God may be so obvious to you that you cannot conceive that a person does not believe in him, but there are those of us that genuinely do not (although I concede we can't REALLY know and it's possible God does exist, I just find it unlikely). If you really want to find a group that is closer to what you're suggesting, look for people who claim to be "spiritual, but not religious".

Comment Re:SQL, SQL and more SQL (Score 1) 396

Well that's exactly my point. I am a good programmer, even great when I'm in my element. But you have (almost creepily) described exactly my knowledge about databases and exactly my gaps. Everything I know about SQL I learned from hacking around with web programming and Android using SQLite on my own time.

But in the real world, how much software DOESN'T use a database in some form as its backend, if you look at it as a percentage of all the software being written? How many jobs are out there that require C++ and Linux (like I and all my college-educated CS buddies know), vs. how ones that require Java, ASP .NET or C#, and 3-5 years experience administering a SQL or Oracle database?

I wish I would've learned databases at school, so at least I could plausibly CLAIM I knew something about databases. Now I'm just screwed unless I start writing my own websites or something, which I really just don't have time for.

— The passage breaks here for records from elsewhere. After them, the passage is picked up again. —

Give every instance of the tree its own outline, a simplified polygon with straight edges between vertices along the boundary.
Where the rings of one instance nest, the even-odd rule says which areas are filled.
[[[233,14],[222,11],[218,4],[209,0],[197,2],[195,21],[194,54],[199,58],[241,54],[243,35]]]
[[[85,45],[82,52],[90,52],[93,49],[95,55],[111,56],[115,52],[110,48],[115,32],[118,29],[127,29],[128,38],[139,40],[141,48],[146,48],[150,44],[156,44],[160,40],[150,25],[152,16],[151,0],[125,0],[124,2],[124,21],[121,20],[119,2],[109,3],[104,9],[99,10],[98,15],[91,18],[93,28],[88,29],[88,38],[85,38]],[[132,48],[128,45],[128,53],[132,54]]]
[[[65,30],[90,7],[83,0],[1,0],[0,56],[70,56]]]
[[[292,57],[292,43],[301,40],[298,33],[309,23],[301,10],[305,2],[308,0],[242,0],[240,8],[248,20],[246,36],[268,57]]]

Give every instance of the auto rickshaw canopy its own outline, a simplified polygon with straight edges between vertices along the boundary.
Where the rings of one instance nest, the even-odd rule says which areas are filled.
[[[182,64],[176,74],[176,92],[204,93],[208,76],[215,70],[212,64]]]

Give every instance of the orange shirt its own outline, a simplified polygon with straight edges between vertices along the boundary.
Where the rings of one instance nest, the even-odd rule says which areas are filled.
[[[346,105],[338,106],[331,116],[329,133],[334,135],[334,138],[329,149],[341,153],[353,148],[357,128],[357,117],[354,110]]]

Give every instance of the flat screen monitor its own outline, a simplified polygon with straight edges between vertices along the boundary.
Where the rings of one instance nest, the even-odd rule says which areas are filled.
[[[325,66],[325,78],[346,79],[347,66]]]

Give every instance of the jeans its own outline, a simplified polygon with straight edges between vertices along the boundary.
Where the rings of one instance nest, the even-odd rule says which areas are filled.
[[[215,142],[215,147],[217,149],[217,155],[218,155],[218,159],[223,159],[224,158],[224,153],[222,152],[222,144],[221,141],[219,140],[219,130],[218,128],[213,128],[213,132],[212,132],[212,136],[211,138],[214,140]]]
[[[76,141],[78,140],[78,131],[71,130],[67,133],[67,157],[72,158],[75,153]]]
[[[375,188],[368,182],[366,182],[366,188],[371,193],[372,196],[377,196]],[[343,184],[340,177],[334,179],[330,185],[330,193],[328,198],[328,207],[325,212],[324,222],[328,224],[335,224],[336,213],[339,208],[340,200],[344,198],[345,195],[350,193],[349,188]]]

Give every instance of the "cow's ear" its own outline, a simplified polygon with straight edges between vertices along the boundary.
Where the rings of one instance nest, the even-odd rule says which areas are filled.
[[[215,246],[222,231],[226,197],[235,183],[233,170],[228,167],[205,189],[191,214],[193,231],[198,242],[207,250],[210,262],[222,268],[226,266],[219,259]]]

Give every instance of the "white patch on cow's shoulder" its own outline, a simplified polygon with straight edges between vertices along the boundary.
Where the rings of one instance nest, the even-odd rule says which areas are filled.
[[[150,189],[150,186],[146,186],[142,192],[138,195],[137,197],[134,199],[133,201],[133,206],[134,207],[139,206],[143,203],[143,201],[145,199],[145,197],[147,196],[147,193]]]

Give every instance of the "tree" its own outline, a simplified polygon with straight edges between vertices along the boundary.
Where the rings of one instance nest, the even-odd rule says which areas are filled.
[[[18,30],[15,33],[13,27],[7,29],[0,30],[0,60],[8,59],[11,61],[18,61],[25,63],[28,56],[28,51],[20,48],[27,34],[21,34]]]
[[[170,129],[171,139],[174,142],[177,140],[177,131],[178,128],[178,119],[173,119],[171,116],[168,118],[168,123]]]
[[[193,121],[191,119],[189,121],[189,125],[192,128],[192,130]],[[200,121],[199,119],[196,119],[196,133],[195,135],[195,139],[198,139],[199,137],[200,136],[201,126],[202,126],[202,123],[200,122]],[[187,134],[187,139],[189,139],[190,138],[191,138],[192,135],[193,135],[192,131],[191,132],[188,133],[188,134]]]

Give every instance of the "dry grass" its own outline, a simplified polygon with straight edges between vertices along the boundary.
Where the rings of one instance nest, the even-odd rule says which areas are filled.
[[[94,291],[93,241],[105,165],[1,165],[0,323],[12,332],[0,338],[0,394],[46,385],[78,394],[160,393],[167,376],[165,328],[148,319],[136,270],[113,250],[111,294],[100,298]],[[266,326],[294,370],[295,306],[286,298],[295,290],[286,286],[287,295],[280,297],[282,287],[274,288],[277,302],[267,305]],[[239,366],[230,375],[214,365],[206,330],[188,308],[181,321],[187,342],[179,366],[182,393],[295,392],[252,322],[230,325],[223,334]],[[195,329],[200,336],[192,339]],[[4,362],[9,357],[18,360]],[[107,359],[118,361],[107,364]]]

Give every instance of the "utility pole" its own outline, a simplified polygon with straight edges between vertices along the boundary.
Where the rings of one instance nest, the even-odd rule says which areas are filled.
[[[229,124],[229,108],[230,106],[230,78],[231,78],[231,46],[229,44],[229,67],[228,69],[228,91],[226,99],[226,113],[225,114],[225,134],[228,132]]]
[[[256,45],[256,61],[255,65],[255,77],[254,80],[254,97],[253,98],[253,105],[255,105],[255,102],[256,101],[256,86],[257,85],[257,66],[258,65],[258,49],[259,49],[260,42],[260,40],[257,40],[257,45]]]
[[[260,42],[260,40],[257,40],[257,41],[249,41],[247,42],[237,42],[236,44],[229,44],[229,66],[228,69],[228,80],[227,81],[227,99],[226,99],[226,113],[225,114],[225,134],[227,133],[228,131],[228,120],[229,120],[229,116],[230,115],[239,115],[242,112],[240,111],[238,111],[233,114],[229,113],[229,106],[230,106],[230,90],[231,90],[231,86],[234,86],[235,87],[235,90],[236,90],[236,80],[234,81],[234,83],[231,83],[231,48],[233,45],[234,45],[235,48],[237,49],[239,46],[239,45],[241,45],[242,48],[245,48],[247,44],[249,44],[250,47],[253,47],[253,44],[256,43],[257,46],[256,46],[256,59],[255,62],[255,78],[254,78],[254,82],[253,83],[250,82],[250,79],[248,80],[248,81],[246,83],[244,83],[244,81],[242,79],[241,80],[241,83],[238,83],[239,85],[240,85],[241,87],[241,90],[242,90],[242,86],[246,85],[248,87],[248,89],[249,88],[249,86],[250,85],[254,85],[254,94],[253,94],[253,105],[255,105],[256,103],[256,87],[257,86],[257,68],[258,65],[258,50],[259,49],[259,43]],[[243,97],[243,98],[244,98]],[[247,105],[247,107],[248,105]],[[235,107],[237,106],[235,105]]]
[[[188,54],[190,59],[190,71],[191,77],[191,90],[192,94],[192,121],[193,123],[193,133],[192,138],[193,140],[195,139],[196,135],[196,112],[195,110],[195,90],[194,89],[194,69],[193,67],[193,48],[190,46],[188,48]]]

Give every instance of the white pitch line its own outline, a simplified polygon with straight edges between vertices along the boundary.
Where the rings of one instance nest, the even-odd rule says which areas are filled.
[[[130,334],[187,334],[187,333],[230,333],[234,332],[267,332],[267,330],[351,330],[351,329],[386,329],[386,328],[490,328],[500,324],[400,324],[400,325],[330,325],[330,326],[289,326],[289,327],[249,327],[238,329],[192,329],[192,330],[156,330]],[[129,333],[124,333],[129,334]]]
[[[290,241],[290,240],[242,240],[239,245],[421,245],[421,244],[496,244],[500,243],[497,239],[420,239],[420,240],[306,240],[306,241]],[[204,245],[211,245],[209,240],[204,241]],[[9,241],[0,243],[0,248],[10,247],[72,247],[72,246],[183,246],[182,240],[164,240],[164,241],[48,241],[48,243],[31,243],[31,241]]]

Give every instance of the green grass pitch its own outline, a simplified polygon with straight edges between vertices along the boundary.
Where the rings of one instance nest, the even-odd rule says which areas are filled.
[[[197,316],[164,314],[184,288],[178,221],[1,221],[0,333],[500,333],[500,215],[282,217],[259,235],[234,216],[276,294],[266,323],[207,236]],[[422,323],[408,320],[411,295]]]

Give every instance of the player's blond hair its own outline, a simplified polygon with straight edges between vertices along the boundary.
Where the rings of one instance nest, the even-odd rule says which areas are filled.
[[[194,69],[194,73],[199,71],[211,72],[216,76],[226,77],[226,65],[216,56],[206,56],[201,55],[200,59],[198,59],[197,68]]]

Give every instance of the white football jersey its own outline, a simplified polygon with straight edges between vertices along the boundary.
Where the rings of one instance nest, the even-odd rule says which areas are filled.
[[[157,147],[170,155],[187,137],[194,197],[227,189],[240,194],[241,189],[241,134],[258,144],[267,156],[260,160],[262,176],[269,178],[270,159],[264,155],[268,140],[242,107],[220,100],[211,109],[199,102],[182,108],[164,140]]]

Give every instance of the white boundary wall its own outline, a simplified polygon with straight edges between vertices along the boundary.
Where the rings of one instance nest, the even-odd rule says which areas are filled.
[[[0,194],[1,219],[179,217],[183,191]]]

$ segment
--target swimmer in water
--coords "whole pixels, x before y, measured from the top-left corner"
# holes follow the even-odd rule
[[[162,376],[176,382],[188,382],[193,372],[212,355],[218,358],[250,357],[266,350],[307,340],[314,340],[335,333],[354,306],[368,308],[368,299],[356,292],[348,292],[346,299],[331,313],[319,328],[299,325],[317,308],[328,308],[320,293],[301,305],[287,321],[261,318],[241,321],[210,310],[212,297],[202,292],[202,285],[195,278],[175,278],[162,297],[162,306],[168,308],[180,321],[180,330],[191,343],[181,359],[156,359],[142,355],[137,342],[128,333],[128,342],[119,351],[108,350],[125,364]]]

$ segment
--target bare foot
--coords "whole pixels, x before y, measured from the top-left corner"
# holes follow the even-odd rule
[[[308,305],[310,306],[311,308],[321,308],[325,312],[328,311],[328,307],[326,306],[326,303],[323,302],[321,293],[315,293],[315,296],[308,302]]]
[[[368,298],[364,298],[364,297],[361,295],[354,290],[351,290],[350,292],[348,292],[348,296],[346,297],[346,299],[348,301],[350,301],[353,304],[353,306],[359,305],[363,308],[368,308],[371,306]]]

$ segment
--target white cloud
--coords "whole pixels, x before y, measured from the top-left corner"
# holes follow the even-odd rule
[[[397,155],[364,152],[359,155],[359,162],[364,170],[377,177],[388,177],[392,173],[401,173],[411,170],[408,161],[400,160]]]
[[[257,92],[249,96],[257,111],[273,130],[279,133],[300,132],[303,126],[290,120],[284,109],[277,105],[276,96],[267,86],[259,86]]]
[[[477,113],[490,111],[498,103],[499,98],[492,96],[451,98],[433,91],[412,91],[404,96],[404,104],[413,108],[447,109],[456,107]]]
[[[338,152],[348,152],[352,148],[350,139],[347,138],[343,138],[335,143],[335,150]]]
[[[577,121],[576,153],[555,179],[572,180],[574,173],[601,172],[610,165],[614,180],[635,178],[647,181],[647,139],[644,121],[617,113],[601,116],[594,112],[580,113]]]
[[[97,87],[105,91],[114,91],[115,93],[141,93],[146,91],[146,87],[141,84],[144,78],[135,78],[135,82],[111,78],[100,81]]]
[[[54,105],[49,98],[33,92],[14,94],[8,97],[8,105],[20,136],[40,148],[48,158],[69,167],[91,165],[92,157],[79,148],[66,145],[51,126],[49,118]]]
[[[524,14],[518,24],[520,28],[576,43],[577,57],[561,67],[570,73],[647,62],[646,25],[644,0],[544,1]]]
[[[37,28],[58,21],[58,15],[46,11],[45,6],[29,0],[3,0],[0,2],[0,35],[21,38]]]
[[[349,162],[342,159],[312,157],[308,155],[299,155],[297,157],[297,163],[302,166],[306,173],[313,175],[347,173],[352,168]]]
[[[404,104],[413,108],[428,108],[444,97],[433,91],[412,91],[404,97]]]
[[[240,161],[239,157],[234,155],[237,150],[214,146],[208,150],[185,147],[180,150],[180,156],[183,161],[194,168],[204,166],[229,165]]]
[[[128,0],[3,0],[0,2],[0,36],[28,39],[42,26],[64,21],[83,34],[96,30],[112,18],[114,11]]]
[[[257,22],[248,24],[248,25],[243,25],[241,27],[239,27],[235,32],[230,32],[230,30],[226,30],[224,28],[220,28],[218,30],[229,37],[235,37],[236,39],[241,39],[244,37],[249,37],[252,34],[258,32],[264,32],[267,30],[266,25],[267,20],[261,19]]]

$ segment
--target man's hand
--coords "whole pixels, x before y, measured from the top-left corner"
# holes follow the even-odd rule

Comment SQL, SQL and more SQL (Score 1) 396

I am about half self-taught and half college-taught. I am currently looking for jobs, and despite having 10 years programming experience and knowing more than a handful of languages, understanding OO and algorithms, I don't have the minimum requirements for most jobs I'm looking at. Why? I don't know SQL well. It's one thing if you're looking to work at a major, kickass place like Google or Microsoft, but a lot of the smaller shops are looking for people who can write client-server code in Java and SQL. If you don't have that, 80% of the jobs on Monster are off the table.

Comment Re:I half agree with him (Score 1) 749

But as the swashbuckling anti-copyright types are always quick to point out, theft is when you have something, someone takes it, and now you no longer have it. These works were never in the public domain to begin with, so preventing them from ever becoming public domain can't really be theft.

How's that pirates? Doesn't feel so good when your own rebuttal rebuts you, does it? \sarcasm

Comment Re:Learn to dance (Score 1) 1354

I hate to be one of the "me too" posters, but I have to second this. Dancing is perfect for shy, socially inept dudes. You start by mechanically learning the moves, which should be OK, it's all about muscle memory, much like playing video games. When you're a crappy dancer then girls find it cute that you try. Then after awhile you start to get better and they find it hot that you're good. You can be the shittiest flirter/small talker in the world and it doesn't matter, because the dancing is the focus. Also, most ballroom clubs have way more girls than guys, and in all the places I've been it's considered extremely rude to turn someone down unless you have a good reason, so you don't have to worry as much about rejection.

Comment Re:Xlink (Score 1) 635

I'm disconnected from the phone company as well, so this should work for me. Did you need to do anything special to power the signal, or did the Xlink provide enough power? (in other words, does "drive the wall jack backwards" mean I have to flip some wires or something, or is it just a figure of speech?)

Also, thanks for replying!

Comment Re:greedy (Score 1) 293

The coupons were payed for by the sale of freed-up pieces of the spectrum, and actually the coupon money was only a fraction of the sale price (1.34 billion out of 20 billion). The real thing you should be objecting to here is that they sold a natural resource that should be owned by the people, then paid us back in the form of $40 coupons that basically raised the price of the converters by $40 apiece. In any case, the coupons were not paid for by taxes.